Corticosteroids reduce mortality and sequelae in adults with meningitis. Mechanical ventilation and ICU care are required for severe pneumonia or sepsis.

8. PROGNOSIS & COMPLICATIONS

Mortality for pneumococcal meningitis is ~20%, with 50% of survivors experiencing long-term complications (e.g., hearing loss, hydrocephalus). Complications include empyema, septic arthritis, and meningococcal sepsis.

9. SPECIAL CONSIDERATIONS

Vaccination is recommended for high-risk groups (elderly, immunocompromised, children). PCVs reduce vaccine-serotype disease but may drive non-vaccine serotype emergence. In pregnancy, antibiotics are chosen to avoid fetal risk.

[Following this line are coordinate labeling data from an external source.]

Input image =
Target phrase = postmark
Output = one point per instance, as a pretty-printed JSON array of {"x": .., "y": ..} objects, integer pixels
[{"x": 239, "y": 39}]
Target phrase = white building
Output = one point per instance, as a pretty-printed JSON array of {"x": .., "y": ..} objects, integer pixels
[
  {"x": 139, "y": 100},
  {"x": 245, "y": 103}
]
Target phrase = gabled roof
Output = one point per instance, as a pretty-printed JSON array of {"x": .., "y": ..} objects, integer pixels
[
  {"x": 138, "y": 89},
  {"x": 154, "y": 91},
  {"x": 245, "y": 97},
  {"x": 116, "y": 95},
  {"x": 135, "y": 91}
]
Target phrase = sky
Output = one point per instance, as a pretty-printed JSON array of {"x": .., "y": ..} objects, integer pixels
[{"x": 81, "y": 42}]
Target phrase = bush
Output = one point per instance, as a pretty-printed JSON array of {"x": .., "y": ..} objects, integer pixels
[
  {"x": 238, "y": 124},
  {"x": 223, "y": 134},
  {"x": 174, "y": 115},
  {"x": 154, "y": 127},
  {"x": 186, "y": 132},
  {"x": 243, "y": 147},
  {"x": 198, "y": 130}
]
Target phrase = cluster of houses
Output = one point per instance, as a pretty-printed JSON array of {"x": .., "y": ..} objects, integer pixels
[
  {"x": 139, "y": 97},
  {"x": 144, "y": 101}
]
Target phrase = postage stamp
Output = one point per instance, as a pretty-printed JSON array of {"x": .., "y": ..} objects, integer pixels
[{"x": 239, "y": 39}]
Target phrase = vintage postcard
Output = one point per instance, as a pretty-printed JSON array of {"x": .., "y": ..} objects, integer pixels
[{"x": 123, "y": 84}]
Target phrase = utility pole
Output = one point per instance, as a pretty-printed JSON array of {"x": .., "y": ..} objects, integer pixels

10. KEY POINTS & CLINICAL PEARLS

1. The capsule is central to pathogenesis and vaccine development. 2. PCV use has reduced vaccine-serotype disease but led to serotype replacement. 3. Antibiotic resistance is widespread; vancomycin is reserved for resistant isolates. 4. Corticosteroids improve outcomes in adult meningitis. 5. Early diagnosis and targeted therapy are critical to prevent complications.